Les migrants retenus dans ces centres se plaignent de nombreux autres problèmes. Ils ne savent pas, si vous me permettez l'expression, « à quelle sauce ils vont être mangés ». Ils n'ont que très peu d'informations quant à la procédure à suivre. Ils craignent aussi de manquer de nourriture, notamment au camp de Suda, à Chios, où aucune distribution de nourriture n'est organisée, de n'avoir aucun accès à du personnel médical et à des soins, sans parler des problèmes de vêtements et d'hygiène, ou encore de la promiscuité qui règne dans ces lieux. Une mission de députés français a pu témoigner de ces conditions matérielles dramatiques ; selon elle, on est à l'aube d'une « catastrophe humanitaire » et il y aura des morts avant la fin de l'été. Que va-t-il se passer après un tel constat ?

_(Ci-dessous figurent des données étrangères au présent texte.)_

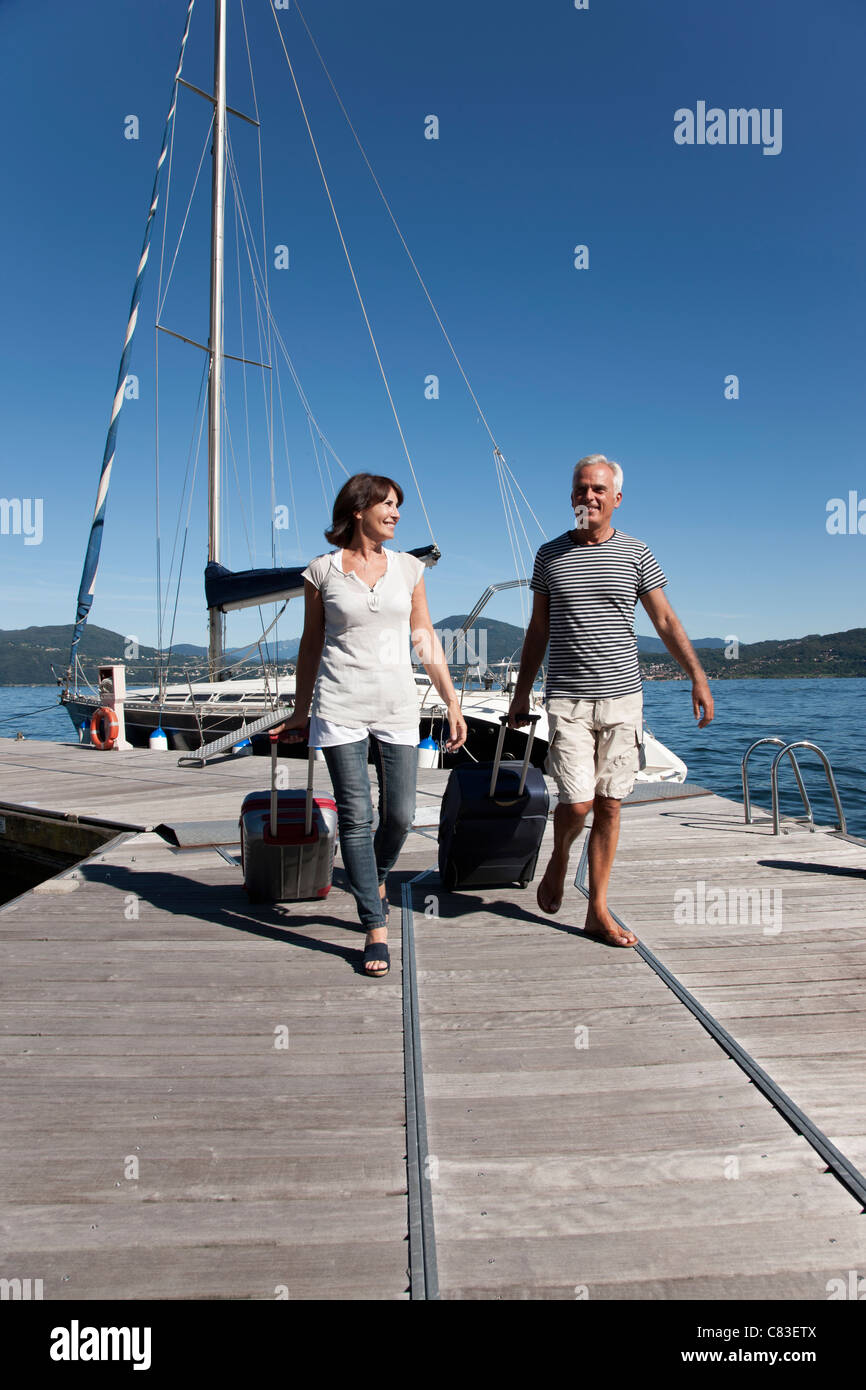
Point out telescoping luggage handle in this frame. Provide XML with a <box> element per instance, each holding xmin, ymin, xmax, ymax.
<box><xmin>270</xmin><ymin>734</ymin><xmax>315</xmax><ymax>837</ymax></box>
<box><xmin>489</xmin><ymin>713</ymin><xmax>541</xmax><ymax>798</ymax></box>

Le problème qui intéresse plus particulièrement le GISTI est l'accès effectif au droit. La première étape de la procédure de tri est un entretien, dont l'objet est de savoir si ces personnes sont susceptibles ou non d'être renvoyées vers la Turquie. Le problème est qu'elles ne connaissent pas l'objet réel de cet entretien et pensent, souvent, qu'il s'agit d'un entretien préalable à l'octroi de l'asile : elles expriment leurs craintes ou narrent leur expérience de persécution dans la perspective d'une demande de protection ; en revanche, elles ne pensent pas en général à mentionner la Turquie et les risques qu'elles sont susceptibles d'y encourir. Elles peuvent en outre être renvoyées par la Turquie dans leur pays d'origine ; de tels retours ont eu lieu, en tout cas vers l'Afghanistan, postérieurement à la conclusion de l'accord UE-Turquie.
Durant l'entretien, ces personnes ne sont pas assistées par un conseil ou un avocat ; il est par ailleurs difficile de juger de la qualité des interprètes employés par les autorités grecques. La plupart des documents remis aux réfugiés sont en grec ; une minorité d'entre eux est traduite en anglais. J'ai ici le compte rendu d'un entretien, qui montre que la personne n'a pas été interrogée quant aux risques potentiels de son renvoi en Turquie. Il lui est simplement notifié par un agent, par le biais d'un interprète, que sa demande est non-admissible parce que la Turquie est considérée comme un pays tiers sûr.
Le problème essentiel qui se pose dans tous les camps grecs est l'absence d'aide juridictionnelle effective. Une réforme de la législation grecque sur ce sujet a été adoptée voici quelques semaines. Il est désormais prévu un système d'aide juridictionnelle mais celui-ci n'a pas encore été mis en place et aucun budget n'y a été alloué. Les avocats qui voudraient engager des contentieux en faveur de migrants ou, tout au moins, les assister lors des entretiens, le font sans aucune indemnité compensatoire, difficile à envisager dans un pays qui connaît l'austérité que vous connaissez.
Ces circonstances produisent les effets prévisibles. Les réfugiés se voient déclarés « non recevables » à l'asile et risquent le renvoi vers la Turquie. Cela concerne non seulement les Syriens mais aussi des représentants de nombreuses autres nationalités. En admettant que la Turquie, aujourd'hui, ne renvoie personne vers la Syrie, il est à craindre qu'elle ne renvoie, en revanche, vers leur pays d'origine des personnes qui auraient à y craindre des persécutions.
Les conditions qui règnent dans les camps engendrent du désespoir. Un membre du GISTI a assisté au suicide d'un mineur par pendaison, qui a donné lieu à une grève de la faim d'autres jeunes occupants du camp. Nous sommes bien à l'aube d'une « catastrophe humanitaire » ; la catastrophe juridique, quant à elle, est déjà en cours. Les droits humains les plus fondamentaux, reconnus par l'Union européenne et ses membres, sont bafoués. Le manque de contrôle démocratique de l'accord UE-Turquie me choque lui aussi.